PLSJC Director Alan Hall writes a weekly column discussing library and community news, history, and other interesting subjects.
Ohio Library Legislative Day is always a great time to inform Ohio's legislators about Ohio's public libraries.
At the same time, it affords the opportunity to learn about legislative proposals and discuss what will benefit the citizens of Ohio through the use of our 251 public library districts.
Our delegation from Eastern Ohio had a wonderful meeting with State Senator Jason Wilson and we shared library experiences with him.
One thing I noticed this year was the number of times someone would ask be an historical question about Ohio library funding.
I also noted that I could answer every one.
Does this mean that I have become a historian for Ohio libraries?
Well, I did just pass 36 years of working in Ohio's libraries, so the accumulated knowledge of that time period can be a basis for the history.
In addition, I have had several positive mentors in the library community throughout my career.
One was A. Chapman Parsons, the Executive Director of the Ohio Library Association when I served on funding committees in Columbus in the early 1980s.

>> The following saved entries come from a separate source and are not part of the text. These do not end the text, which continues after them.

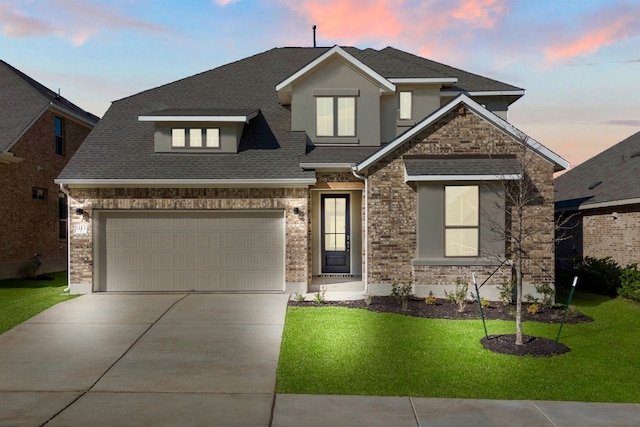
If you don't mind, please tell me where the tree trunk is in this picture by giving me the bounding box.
[515,201,524,346]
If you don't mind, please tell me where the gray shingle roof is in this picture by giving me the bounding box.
[555,130,640,210]
[58,47,524,181]
[0,60,98,152]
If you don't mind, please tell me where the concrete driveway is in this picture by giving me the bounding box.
[0,293,289,426]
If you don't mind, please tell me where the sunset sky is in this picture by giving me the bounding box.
[1,0,639,169]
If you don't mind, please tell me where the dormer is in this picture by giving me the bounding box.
[277,46,395,147]
[138,108,258,154]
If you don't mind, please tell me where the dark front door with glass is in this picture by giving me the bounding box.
[321,194,350,273]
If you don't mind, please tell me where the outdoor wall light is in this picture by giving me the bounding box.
[75,208,84,215]
[293,207,300,215]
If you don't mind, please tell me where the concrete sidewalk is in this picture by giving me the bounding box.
[0,294,638,426]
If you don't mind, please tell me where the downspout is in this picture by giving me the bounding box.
[59,183,71,293]
[351,167,368,295]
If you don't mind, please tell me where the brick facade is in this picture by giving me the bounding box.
[557,205,640,268]
[0,110,93,279]
[66,187,309,290]
[366,108,556,296]
[65,110,557,298]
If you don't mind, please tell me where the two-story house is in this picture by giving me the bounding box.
[0,60,98,279]
[57,46,568,298]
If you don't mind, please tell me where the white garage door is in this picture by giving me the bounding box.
[104,211,285,292]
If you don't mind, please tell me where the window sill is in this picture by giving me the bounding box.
[411,257,507,266]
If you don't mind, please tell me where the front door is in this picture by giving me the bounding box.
[321,194,350,273]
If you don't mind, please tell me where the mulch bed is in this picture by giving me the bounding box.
[288,296,590,357]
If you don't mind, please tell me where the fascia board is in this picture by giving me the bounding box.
[390,78,458,84]
[299,162,354,170]
[578,197,640,210]
[441,90,526,97]
[50,103,98,127]
[460,97,570,171]
[275,46,395,93]
[138,112,257,123]
[0,152,24,163]
[54,178,317,188]
[405,173,522,182]
[356,93,569,173]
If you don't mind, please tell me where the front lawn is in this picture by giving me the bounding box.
[0,271,79,334]
[276,292,640,402]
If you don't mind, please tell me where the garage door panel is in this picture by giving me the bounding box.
[104,212,284,292]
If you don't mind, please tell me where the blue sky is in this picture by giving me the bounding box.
[1,0,639,168]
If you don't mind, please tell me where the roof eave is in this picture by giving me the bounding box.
[0,152,24,164]
[356,94,569,173]
[55,178,317,189]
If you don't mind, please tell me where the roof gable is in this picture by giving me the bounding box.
[276,46,395,104]
[356,94,569,173]
[0,60,98,154]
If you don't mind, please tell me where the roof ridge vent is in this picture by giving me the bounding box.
[588,181,603,190]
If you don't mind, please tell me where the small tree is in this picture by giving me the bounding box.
[483,132,559,345]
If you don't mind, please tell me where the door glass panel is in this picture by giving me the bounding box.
[323,196,347,251]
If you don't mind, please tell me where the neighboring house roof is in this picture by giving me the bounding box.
[56,46,539,185]
[356,94,569,173]
[0,60,99,154]
[555,130,640,211]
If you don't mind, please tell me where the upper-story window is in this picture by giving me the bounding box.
[399,91,412,120]
[54,115,65,155]
[171,128,220,148]
[444,185,479,257]
[316,97,355,137]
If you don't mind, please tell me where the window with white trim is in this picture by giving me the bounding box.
[444,185,479,257]
[172,128,220,148]
[316,97,355,137]
[399,91,412,120]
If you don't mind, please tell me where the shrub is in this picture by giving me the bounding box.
[535,282,555,307]
[293,291,306,302]
[391,281,413,312]
[497,276,515,305]
[619,264,640,302]
[314,285,326,304]
[527,303,541,314]
[480,298,490,309]
[578,256,621,296]
[425,296,437,305]
[445,278,469,312]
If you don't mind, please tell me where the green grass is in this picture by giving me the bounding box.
[0,271,79,334]
[276,293,640,402]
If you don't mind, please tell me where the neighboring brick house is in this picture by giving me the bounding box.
[56,46,568,298]
[555,130,640,269]
[0,60,98,279]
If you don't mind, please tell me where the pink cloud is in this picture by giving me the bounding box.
[0,0,169,46]
[545,5,640,62]
[0,3,62,38]
[214,0,241,6]
[285,0,405,43]
[451,0,511,29]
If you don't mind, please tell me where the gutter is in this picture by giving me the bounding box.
[351,167,369,295]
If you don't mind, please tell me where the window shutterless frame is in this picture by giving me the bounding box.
[171,128,220,148]
[315,96,356,137]
[444,185,479,257]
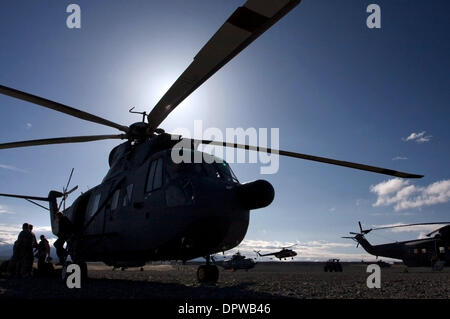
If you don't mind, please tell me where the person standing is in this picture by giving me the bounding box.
[29,224,38,249]
[36,235,51,274]
[14,223,34,277]
[53,212,73,265]
[6,224,27,276]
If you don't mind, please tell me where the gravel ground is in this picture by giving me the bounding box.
[0,262,449,299]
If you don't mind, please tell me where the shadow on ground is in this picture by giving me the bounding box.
[0,275,287,299]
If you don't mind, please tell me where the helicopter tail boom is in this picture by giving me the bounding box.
[0,190,64,235]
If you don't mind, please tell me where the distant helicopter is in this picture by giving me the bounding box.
[343,222,450,270]
[0,0,423,283]
[254,245,297,260]
[213,251,256,272]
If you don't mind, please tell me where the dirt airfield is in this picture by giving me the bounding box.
[0,262,449,299]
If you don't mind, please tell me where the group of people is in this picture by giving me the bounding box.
[7,223,51,278]
[4,211,73,278]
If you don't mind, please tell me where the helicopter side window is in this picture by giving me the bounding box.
[111,189,120,210]
[413,249,419,254]
[90,193,101,217]
[146,158,163,192]
[421,248,427,254]
[146,160,157,193]
[123,184,133,207]
[153,158,163,190]
[439,247,445,254]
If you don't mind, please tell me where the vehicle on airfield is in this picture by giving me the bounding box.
[213,251,256,271]
[323,259,342,272]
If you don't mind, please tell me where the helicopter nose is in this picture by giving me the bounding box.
[237,180,274,210]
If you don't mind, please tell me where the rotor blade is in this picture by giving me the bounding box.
[0,134,125,150]
[185,138,424,178]
[0,85,129,133]
[25,199,50,211]
[146,0,301,132]
[66,185,78,195]
[65,168,74,193]
[371,222,450,232]
[59,168,76,210]
[0,193,49,201]
[358,221,363,233]
[58,193,65,211]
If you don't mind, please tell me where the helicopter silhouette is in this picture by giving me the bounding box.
[0,0,423,283]
[343,222,450,270]
[254,245,297,260]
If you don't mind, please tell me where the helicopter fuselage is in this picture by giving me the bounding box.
[59,138,274,267]
[354,234,450,267]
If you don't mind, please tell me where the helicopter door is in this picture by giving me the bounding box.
[144,157,165,210]
[84,184,112,236]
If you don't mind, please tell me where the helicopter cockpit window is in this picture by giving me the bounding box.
[213,161,238,183]
[123,184,133,206]
[165,150,238,184]
[111,189,120,210]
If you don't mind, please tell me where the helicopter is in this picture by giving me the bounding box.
[254,245,297,260]
[212,251,256,272]
[0,0,423,283]
[343,222,450,270]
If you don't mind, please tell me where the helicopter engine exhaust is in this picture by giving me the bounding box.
[236,179,274,210]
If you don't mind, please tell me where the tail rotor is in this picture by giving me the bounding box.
[58,168,78,211]
[342,221,372,248]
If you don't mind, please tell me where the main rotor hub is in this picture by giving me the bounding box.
[128,122,150,140]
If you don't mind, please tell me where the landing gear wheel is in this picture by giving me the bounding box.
[197,265,219,283]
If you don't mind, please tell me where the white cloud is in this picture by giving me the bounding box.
[25,123,32,130]
[0,224,55,245]
[0,164,27,173]
[392,156,408,161]
[0,205,15,215]
[328,207,336,213]
[370,178,450,211]
[403,131,432,143]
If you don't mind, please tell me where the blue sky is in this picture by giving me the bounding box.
[0,0,449,261]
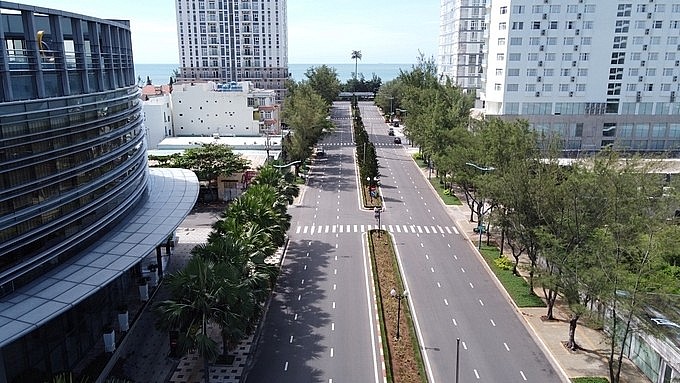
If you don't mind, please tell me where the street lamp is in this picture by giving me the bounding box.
[373,206,382,237]
[389,288,408,340]
[366,176,379,202]
[465,162,495,249]
[388,96,394,121]
[455,337,461,383]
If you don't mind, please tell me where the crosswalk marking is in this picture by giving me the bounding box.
[431,226,437,233]
[291,224,461,236]
[437,225,444,233]
[424,226,430,234]
[396,225,401,233]
[453,227,459,234]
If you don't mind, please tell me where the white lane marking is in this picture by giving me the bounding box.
[403,225,408,232]
[452,318,458,326]
[308,241,312,246]
[361,232,381,383]
[520,371,527,380]
[360,225,365,232]
[284,361,288,371]
[474,369,480,379]
[453,254,458,260]
[332,301,336,309]
[304,265,307,270]
[427,209,431,213]
[298,294,301,301]
[448,243,452,248]
[336,244,339,249]
[490,319,496,327]
[444,299,449,306]
[332,225,337,233]
[289,335,294,343]
[388,225,394,232]
[453,227,460,234]
[479,299,485,306]
[304,226,309,234]
[339,225,343,233]
[330,348,334,357]
[296,226,301,234]
[437,282,441,288]
[469,282,474,288]
[334,269,337,275]
[396,225,401,233]
[333,284,336,290]
[425,254,430,260]
[461,267,466,273]
[504,343,510,351]
[294,313,298,320]
[430,267,435,273]
[301,279,305,285]
[334,255,338,261]
[311,226,316,235]
[420,243,424,248]
[348,225,351,232]
[332,323,335,331]
[462,341,468,350]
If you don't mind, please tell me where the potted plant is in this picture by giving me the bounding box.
[117,304,129,332]
[138,277,149,302]
[103,324,116,353]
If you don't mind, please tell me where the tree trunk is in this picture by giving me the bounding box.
[499,228,505,257]
[544,288,558,320]
[566,313,580,350]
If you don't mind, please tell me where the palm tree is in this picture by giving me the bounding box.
[249,164,299,205]
[155,257,228,383]
[351,50,362,81]
[224,184,291,247]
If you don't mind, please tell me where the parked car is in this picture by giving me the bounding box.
[393,121,400,127]
[314,146,325,156]
[393,137,402,144]
[388,127,395,136]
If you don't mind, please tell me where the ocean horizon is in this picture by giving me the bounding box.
[134,63,415,87]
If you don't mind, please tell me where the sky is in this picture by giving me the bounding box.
[14,0,440,64]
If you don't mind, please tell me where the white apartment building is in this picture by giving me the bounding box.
[438,0,488,93]
[141,86,174,149]
[174,0,288,100]
[171,81,280,137]
[480,0,680,155]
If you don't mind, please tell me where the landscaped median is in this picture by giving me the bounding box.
[368,229,428,383]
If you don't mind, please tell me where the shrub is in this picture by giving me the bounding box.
[494,256,514,271]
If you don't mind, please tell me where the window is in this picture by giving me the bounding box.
[665,52,676,60]
[579,53,590,61]
[512,21,524,30]
[635,20,647,29]
[661,84,672,91]
[674,4,680,13]
[546,53,556,61]
[526,84,536,91]
[617,4,632,17]
[564,37,574,45]
[631,52,642,60]
[500,6,507,14]
[669,36,679,45]
[637,4,647,13]
[646,68,656,76]
[663,68,674,76]
[632,36,645,45]
[527,68,538,76]
[510,37,523,45]
[498,38,506,46]
[528,53,539,61]
[512,5,525,14]
[561,68,571,76]
[581,37,592,45]
[499,22,507,30]
[645,83,654,91]
[629,68,639,76]
[532,5,544,14]
[566,21,574,30]
[577,68,589,76]
[496,68,504,76]
[567,5,578,13]
[508,68,520,76]
[584,5,596,13]
[575,84,586,92]
[530,37,541,45]
[547,37,557,45]
[508,53,522,61]
[613,36,627,49]
[494,83,502,91]
[544,68,555,76]
[649,52,659,61]
[610,68,623,80]
[655,4,666,12]
[584,21,594,29]
[607,83,621,95]
[543,84,553,92]
[627,83,638,91]
[560,84,570,92]
[653,21,663,29]
[671,21,680,29]
[533,21,542,29]
[507,84,518,91]
[562,53,573,61]
[611,52,625,64]
[615,20,630,33]
[550,21,558,29]
[497,53,505,61]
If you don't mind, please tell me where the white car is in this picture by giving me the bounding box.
[314,146,325,156]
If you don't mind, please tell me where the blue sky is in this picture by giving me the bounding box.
[15,0,439,64]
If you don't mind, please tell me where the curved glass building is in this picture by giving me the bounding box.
[0,3,198,382]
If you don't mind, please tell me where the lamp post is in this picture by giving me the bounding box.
[389,288,408,340]
[465,162,496,249]
[366,176,379,203]
[388,96,394,121]
[374,206,382,237]
[455,337,461,383]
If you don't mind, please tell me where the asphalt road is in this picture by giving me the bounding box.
[359,101,560,382]
[246,102,382,383]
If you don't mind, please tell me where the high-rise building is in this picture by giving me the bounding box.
[437,0,487,94]
[174,0,289,101]
[0,3,198,381]
[440,0,680,155]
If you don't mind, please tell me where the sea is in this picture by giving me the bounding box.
[134,63,414,87]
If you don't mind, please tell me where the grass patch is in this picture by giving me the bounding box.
[427,178,462,205]
[572,378,609,383]
[362,185,383,209]
[479,245,545,307]
[368,231,428,383]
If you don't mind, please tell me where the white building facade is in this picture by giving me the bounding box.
[480,0,680,155]
[174,0,289,100]
[438,0,488,93]
[142,91,174,149]
[170,81,279,137]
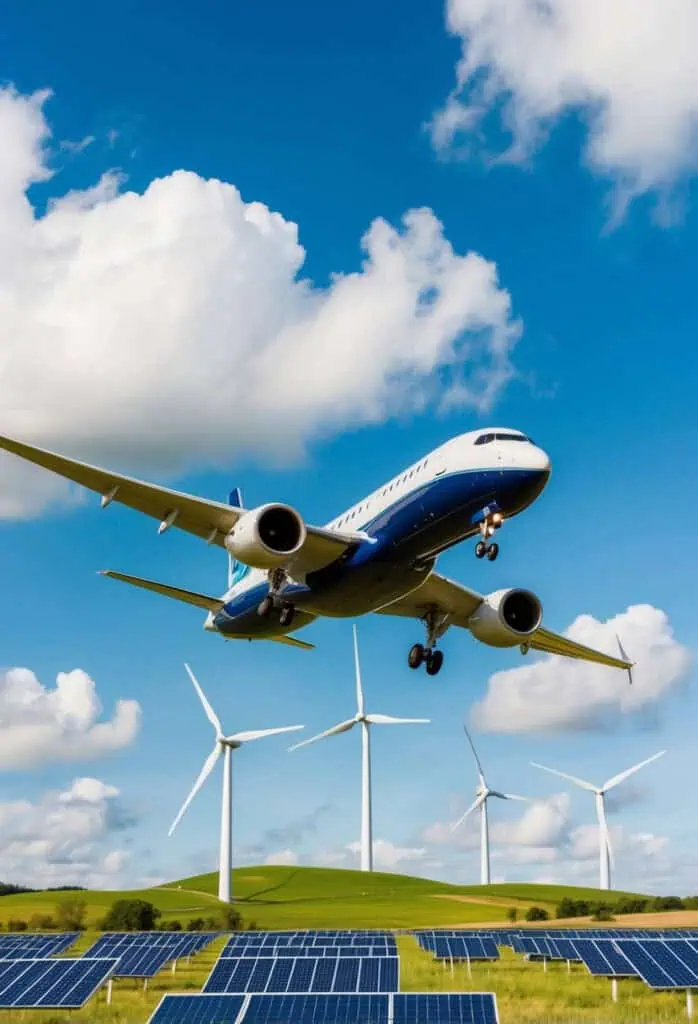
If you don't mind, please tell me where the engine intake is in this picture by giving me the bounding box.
[225,503,306,570]
[467,588,543,648]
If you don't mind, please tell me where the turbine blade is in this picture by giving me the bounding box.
[530,761,597,792]
[288,718,357,751]
[491,791,529,802]
[353,624,365,716]
[227,725,304,744]
[616,634,634,685]
[364,714,430,725]
[602,750,666,792]
[184,663,222,736]
[463,723,487,786]
[451,793,486,831]
[168,744,221,836]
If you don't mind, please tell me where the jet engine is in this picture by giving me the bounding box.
[224,504,306,569]
[467,588,542,647]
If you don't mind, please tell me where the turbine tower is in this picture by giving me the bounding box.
[530,750,666,890]
[289,624,429,872]
[451,725,527,885]
[168,663,303,903]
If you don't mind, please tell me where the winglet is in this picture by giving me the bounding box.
[616,633,634,686]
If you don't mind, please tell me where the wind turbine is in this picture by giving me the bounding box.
[530,750,666,890]
[289,624,429,872]
[451,725,528,885]
[168,663,304,903]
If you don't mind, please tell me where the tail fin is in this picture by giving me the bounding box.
[227,488,247,589]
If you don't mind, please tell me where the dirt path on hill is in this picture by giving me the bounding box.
[429,893,534,909]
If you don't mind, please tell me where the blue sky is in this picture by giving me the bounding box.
[0,0,696,894]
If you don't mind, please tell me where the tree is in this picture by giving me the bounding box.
[29,914,56,931]
[100,899,161,931]
[506,907,518,923]
[55,898,87,931]
[525,906,549,922]
[187,918,206,931]
[217,905,242,931]
[7,919,28,932]
[591,904,615,922]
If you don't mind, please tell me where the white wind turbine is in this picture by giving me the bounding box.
[451,725,528,885]
[168,663,304,903]
[289,624,429,872]
[530,750,666,890]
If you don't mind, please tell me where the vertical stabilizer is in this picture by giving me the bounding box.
[227,488,244,589]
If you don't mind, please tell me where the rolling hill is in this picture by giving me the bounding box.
[0,865,651,930]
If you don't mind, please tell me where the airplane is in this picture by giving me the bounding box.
[0,428,633,678]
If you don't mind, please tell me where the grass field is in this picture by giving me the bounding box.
[0,866,653,930]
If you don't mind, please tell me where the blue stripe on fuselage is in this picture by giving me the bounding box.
[214,465,547,635]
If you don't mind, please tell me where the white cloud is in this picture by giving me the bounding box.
[472,604,691,733]
[0,777,136,889]
[0,85,521,518]
[264,849,299,866]
[432,0,698,207]
[0,666,140,769]
[492,794,570,848]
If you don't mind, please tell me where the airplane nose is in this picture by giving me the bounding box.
[531,446,551,476]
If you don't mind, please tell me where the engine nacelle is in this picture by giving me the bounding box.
[224,503,306,570]
[467,588,543,648]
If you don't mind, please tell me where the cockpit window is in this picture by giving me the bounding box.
[475,432,533,445]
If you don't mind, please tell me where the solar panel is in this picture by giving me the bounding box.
[203,955,399,994]
[392,993,498,1024]
[0,958,117,1008]
[431,937,499,961]
[244,993,390,1022]
[572,939,636,978]
[112,946,174,978]
[0,934,78,959]
[614,939,698,989]
[148,993,247,1023]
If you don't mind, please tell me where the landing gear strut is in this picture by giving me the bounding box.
[475,511,502,561]
[257,568,295,626]
[408,610,450,676]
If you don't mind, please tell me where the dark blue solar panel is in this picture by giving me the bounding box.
[0,958,117,1008]
[572,940,636,978]
[392,993,498,1024]
[331,960,358,993]
[432,937,499,961]
[289,958,319,992]
[615,939,698,989]
[148,994,247,1023]
[244,994,390,1023]
[114,946,173,977]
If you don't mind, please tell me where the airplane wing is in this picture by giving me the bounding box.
[376,572,633,672]
[0,435,356,575]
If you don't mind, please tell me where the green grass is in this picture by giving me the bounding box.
[0,867,653,931]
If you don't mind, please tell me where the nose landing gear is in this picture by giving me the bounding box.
[408,609,450,676]
[475,511,502,561]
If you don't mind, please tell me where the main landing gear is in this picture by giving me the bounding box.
[408,610,450,676]
[475,510,503,562]
[257,568,295,627]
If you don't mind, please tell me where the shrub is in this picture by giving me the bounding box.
[525,906,549,922]
[29,914,56,931]
[187,918,206,931]
[506,907,518,923]
[55,898,87,931]
[591,904,615,921]
[7,919,28,932]
[169,920,182,932]
[100,899,161,931]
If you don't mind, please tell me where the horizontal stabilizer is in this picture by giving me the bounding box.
[99,570,224,612]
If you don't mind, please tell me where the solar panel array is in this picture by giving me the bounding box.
[148,992,499,1024]
[426,937,499,962]
[615,938,698,990]
[204,954,399,994]
[85,931,217,977]
[0,933,78,959]
[0,957,117,1009]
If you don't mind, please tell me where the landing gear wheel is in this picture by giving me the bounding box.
[408,643,425,669]
[426,649,444,676]
[475,541,487,559]
[486,542,499,562]
[279,605,295,628]
[257,596,274,618]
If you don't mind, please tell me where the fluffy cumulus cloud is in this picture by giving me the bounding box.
[432,0,698,205]
[0,85,521,518]
[264,849,300,866]
[0,665,140,769]
[472,604,691,734]
[0,777,137,888]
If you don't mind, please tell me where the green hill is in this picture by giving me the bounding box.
[0,866,650,930]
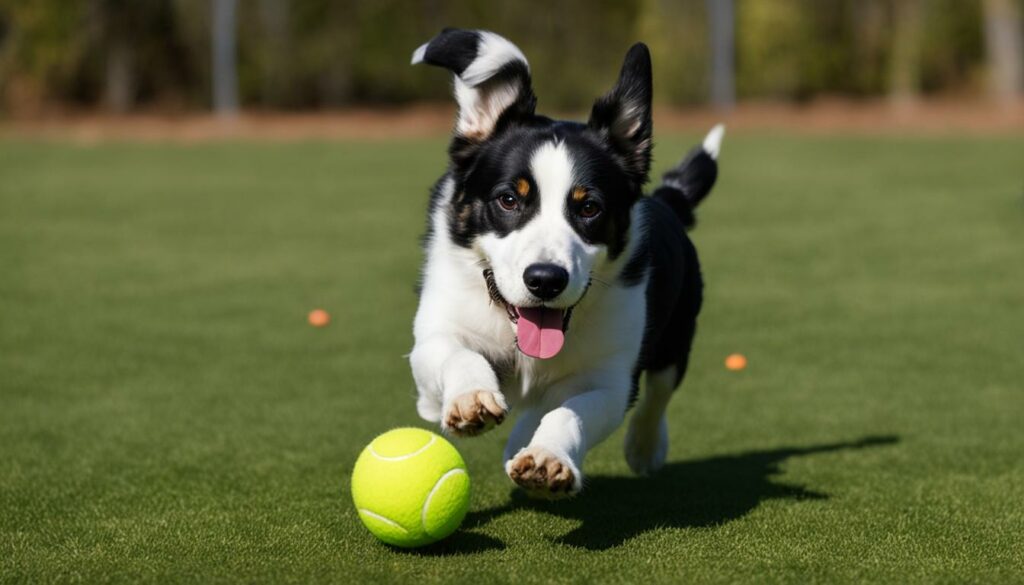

"Chap" as he was known, was an expert on libraries in Ohio and I listened carefully to the stories.
I attended Library School at Case Western Reserve University in Cleveland, and the Cleveland Public Library was a major supporter and often sent lecturers to our classes.
I gleaned more background from that experience as well.
Although Ohio's libraries date back to 1796, substantial development took place in the later 19th century with the establishment of branch libraries, the dictionary card catalog, and programming for children.
In 1896, the State Library of Ohio began library development efforts across the state, resulting in more than 280 library districts by the 1930s.
Our library system records many visits from State Library staff in the 1930s as we moved to a countywide system with branches.
Ohio remains the exception in the funding of public libraries. In 1933, the Legislature established a new tax for libraries statewide.
Interpretations, modifications, and changes are part of that funding, bringing us to a Library Fund in 1986 tied to the State Income Tax.
The proposal by Governor Strickland for the next state budget is to tie the library fund to all state revenues to make it more stable, and rename it the Local Library Fund.
Again, library funding in Ohio will evolve to a new format.
Maybe that is why they were looking for someone who knew the past.
If you don't know where you have been, you won't know where you are going down the road.
And despite the budget reductions and freezes of recent years, Ohio's libraries remain the "Best in the Nation," as the 2003 book title states.
And they are the best because of the efficiency, communications, and sharing that has been the backbone of Ohio's libraries.
There is more to come as libraries do more cooperative efforts, as we link together the huge electronic systems that exist in Ohio; as we offer statewide databases to the public.
Still, public libraries remain as they have always been.
Archibald MacLeish in 1939 said "libraries are the only institution in American Life capable of opening to the citizens of the Republic knowledge of wealth and richness of culture."